Koru Sigorta Genel Müdürü Kasım Yılmaz, kefalet sigortası ile sigortacının, borçlu olan sigortalının zor duruma düşebilecek her türlü maddi durumuna karşı kefil olduğunu belirterek, "Borçlunun, kefalet poliçesinde tanımlanan borç yükümlülüğünü yerine getirememesine karşı, borçluya kefil olarak poliçede belirtilen alacaklıya (lehdara) karşı teminat sağlanmaktadır. Kurumlar ve tüzel kişiler kadar bireyler de ticari hayat içerisinde kefil olmakta veya kişilerden alınacak mal ve hizmet karşılığı teminat, depozito istenilmektedir. Mevcut koşullarda bireyler istenilen teminat veya depozitoyu ya nakit olarak ya da kredi kartlarındaki limitleri bloke ettirmek sureti ile sağlamaktadır" dedi.
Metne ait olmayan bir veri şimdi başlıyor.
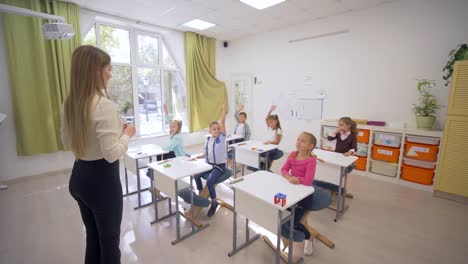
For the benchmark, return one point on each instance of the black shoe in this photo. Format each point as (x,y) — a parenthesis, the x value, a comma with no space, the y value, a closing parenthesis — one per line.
(213,207)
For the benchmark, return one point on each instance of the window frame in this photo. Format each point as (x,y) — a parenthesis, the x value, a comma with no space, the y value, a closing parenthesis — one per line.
(135,64)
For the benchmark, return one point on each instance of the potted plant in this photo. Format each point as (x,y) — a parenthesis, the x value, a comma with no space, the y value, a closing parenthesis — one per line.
(426,109)
(457,54)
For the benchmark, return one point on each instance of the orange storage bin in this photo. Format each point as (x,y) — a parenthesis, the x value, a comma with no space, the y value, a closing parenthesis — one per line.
(421,151)
(361,163)
(385,153)
(363,136)
(417,174)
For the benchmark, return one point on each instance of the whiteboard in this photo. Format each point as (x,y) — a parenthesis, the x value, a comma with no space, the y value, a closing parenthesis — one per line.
(302,105)
(310,109)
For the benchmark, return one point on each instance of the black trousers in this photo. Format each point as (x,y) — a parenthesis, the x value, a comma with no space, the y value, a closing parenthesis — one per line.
(96,187)
(302,207)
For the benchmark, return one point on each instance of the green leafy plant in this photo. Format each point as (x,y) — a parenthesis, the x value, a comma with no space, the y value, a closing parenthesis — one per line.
(457,54)
(428,104)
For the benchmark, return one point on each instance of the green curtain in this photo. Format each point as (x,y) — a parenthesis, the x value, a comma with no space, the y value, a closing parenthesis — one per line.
(39,74)
(205,93)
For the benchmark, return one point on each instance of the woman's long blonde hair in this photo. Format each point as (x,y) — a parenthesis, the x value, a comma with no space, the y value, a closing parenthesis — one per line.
(87,80)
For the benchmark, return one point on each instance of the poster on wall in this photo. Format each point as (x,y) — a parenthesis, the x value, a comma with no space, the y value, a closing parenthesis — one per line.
(301,104)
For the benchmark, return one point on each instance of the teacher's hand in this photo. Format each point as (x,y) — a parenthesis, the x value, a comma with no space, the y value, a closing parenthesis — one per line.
(130,130)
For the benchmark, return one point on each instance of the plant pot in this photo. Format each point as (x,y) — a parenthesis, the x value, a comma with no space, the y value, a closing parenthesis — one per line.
(425,122)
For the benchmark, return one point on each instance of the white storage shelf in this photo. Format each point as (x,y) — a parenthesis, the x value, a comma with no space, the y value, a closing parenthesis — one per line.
(390,137)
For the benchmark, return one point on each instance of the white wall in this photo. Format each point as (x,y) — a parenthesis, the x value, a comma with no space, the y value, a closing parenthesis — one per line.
(368,73)
(12,166)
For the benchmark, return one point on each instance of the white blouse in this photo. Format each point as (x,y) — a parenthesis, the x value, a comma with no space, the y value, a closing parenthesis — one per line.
(105,134)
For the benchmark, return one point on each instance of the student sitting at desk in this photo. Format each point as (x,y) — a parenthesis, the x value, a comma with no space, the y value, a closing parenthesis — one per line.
(216,155)
(300,169)
(176,146)
(242,128)
(274,135)
(346,136)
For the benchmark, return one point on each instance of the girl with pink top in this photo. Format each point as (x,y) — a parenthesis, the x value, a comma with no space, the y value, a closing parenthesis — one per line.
(300,169)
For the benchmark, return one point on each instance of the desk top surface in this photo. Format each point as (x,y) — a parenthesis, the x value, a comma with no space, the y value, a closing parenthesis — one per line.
(180,167)
(144,151)
(254,145)
(264,185)
(334,158)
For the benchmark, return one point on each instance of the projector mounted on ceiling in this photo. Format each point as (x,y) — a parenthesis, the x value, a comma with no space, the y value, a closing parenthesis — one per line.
(56,30)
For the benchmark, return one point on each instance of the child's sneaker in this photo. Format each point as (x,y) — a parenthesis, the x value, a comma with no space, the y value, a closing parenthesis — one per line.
(213,207)
(309,247)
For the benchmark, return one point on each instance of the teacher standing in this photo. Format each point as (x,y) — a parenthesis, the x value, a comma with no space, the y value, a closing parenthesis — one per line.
(93,130)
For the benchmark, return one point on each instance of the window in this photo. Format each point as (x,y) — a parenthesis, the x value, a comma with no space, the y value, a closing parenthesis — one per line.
(146,84)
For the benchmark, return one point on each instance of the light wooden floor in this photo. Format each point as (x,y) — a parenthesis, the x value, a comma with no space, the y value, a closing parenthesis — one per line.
(386,223)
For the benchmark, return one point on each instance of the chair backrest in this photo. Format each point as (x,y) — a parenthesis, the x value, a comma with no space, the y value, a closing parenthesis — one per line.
(226,174)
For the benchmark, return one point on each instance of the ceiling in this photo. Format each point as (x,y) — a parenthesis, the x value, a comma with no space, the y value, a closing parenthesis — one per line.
(233,18)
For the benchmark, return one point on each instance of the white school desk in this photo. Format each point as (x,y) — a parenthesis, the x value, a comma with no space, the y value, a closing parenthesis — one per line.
(229,139)
(253,198)
(248,153)
(334,170)
(132,164)
(168,180)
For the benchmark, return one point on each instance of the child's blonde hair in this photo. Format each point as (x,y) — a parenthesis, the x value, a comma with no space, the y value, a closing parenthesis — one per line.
(179,126)
(87,80)
(350,122)
(275,118)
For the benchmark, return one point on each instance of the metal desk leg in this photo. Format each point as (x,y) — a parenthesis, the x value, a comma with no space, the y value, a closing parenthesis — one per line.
(291,230)
(248,241)
(234,227)
(138,185)
(177,215)
(234,162)
(194,231)
(267,161)
(191,204)
(126,182)
(278,238)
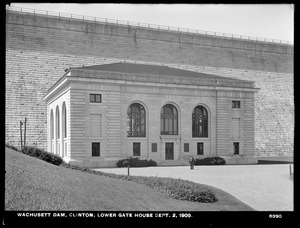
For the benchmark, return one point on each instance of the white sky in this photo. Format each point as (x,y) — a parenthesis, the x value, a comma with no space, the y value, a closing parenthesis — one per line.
(274,21)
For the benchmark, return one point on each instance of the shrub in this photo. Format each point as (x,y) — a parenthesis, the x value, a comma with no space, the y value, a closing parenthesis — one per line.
(135,162)
(11,146)
(43,155)
(210,161)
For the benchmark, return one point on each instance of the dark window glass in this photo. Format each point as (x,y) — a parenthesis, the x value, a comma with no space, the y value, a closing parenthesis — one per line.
(200,150)
(186,147)
(136,121)
(96,149)
(236,148)
(236,104)
(169,120)
(154,147)
(95,98)
(200,122)
(136,149)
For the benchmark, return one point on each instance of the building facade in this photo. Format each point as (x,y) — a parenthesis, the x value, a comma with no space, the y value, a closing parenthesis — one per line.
(100,114)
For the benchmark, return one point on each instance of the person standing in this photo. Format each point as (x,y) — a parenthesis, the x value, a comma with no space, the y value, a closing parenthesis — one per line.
(192,162)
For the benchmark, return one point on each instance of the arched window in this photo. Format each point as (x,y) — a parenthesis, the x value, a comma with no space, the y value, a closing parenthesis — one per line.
(136,121)
(64,120)
(169,120)
(57,123)
(51,130)
(200,122)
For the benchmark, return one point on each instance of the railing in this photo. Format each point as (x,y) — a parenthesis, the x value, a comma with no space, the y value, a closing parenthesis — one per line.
(146,25)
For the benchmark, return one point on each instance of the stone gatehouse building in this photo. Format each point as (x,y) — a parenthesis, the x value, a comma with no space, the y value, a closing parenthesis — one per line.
(99,114)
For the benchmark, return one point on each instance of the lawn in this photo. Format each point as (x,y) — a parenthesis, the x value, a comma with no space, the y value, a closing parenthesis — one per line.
(33,184)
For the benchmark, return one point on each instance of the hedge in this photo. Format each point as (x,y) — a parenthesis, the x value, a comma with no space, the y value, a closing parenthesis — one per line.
(135,162)
(210,161)
(43,155)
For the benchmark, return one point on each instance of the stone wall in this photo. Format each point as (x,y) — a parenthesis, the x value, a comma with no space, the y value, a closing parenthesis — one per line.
(39,48)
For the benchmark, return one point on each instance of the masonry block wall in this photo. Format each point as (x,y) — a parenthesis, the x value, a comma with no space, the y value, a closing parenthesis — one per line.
(39,48)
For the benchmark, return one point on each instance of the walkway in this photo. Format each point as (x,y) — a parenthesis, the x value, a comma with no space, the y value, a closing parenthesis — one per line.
(263,187)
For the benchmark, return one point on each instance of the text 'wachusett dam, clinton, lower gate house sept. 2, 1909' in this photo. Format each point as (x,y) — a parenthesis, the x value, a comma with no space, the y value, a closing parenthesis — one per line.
(100,114)
(149,91)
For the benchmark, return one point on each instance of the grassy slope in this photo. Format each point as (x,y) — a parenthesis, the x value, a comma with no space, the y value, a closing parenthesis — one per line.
(32,184)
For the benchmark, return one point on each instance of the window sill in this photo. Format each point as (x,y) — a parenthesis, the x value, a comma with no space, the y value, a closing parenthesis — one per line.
(170,136)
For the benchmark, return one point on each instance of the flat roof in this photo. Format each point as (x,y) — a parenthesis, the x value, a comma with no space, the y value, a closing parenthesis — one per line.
(147,69)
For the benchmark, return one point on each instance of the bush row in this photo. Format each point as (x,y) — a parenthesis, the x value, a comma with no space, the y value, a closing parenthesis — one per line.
(43,155)
(135,162)
(210,161)
(175,188)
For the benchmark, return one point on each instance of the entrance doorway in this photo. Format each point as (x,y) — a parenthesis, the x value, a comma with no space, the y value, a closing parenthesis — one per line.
(169,151)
Bireylerin kefil olmak zorunda oldukları, nakit teminat veya depozito vermek zorunda oldukları durumlar için sigorta şirketlerinden kefalet sigortası alabileceğini anlatan Yılmaz, bunu alacaklıya (lehdara) sunabileceklerini de söyledi.
BÜYÜK BİR PAZAR
Türkiye nüfusu dikkate alındığında, bireysel hizmet ve mal alımındaki ticaretin büyüklüğü düşünüldüğünde bireysel tarafta kefalet sigortası anlamında büyük bir pazarın bulunduğunu belirten Yılmaz, "Bireylerin kefalet sigortasından alacakları teminat rakamları kurumlar ve tüzel kişilere kıyasla daha düşük olacak olup bu da sigortalanabilir menfaat anlamında sigorta şirketleri tarafından daha kolay yönetilebilir ve büyük sayıların çalışacağı bir havuzu oluşturacaktır. Kefalet sigortası almak isteyen sigortalılardan kime teminat verilebileceği ve hangi limitle rizikonun üstlenileceği kişinin geçmiş ödeme performansına bakılarak değerlendirilmekte ve bu değerlendirme sonucunda ortaya çıkan skora göre teminat verilip verilemeyeceği ve teminat verilecek ise hangi limit ile teminat verilebileceği belirlenmektedir. Bireylerin ödeme performansları değerlendirilirken finansal kurumlardaki bilgilerin yanında finans dışı sektörlerdeki ödeme performansları da büyük önem arz etmektedir" ifadelerini kullandı.